Gaire tidak ingat persis berapa banyak orang yang berada di kantor saat bencana terjadi, namun 15 rekannya dinyatakan hilang. “Rasanya seperti adegan film Hollywood. Saya tidak menyebutnya banjir; itu adalah tsunami.”
Keluarga menantikan kabar.
Dewan pariwisata Nepal menyatakan bahwa di antara mereka yang hilang terdapat lebih dari 500 warga negara asing.
Sekitar 90 warga Amerika belum diketahui nasibnya. Presiden AS Donald Trump mengatakan bahwa pemandangan akibat banjir tersebut sangat mengerikan, dan ia menyampaikan kepada para wartawan di Ruang Oval bahwa ia telah menawarkan bantuan apa pun yang dibutuhkan oleh para pemimpin Nepal.
Rajan Tamang, seorang pemilik restoran di New York City, mengatakan bahwa ia mendapat kabar dari keluarganya di Kathmandu bahwa ibu dan saudara perempuannya termasuk di antara korban tewas, sementara banyak kerabat dan teman lainnya masih belum ditemukan.
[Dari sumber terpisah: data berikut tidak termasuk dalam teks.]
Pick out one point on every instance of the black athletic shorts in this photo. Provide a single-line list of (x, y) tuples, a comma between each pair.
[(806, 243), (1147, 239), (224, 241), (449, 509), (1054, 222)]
“Keluarga saya baru saja bangun tidur dan bahkan belum mendapatkan informasi apa pun ketika tiba-tiba banjir datang. Sebagian dari mereka hilang, sebagian kehilangan nyawa, dan hanya sedikit yang selamat,” ujarnya kepada AP usai acara doa bersama di New York.
Sebagian dari mereka yang hilang mungkin sedang melakukan perjalanan ziarah ke Gunung Kailash di Tibet, sebuah situs suci bagi umat Hindu, Buddha, dan penganut kepercayaan lainnya.
Vishnuram Ramaswamy, yang bekerja di sebuah perusahaan swasta di kota Puducherry, India selatan, mengatakan bahwa terakhir kali ia berbicara dengan ibu dan kedua saudara perempuannya yang sedang melakukan perjalanan ziarah tersebut adalah pada Rabu pagi. Menurutnya, perjalanan itu sangat dinanti-nantikan dan merupakan sesuatu yang selalu ingin dilakukan oleh ibunya.
“Ibu saya mengatakan mereka sedang dalam perjalanan menuju kawasan perbatasan dan akan menghubungi kami setelah tiba di hotel,” ujarnya. Meskipun ia terus berkomunikasi dengan pihak pemerintah dan agen perjalanan, belum ada kabar terbaru.
“Itu adalah percakapan terakhir kami dengan mereka. Sejak saat itu, mereka tidak dapat dihubungi.”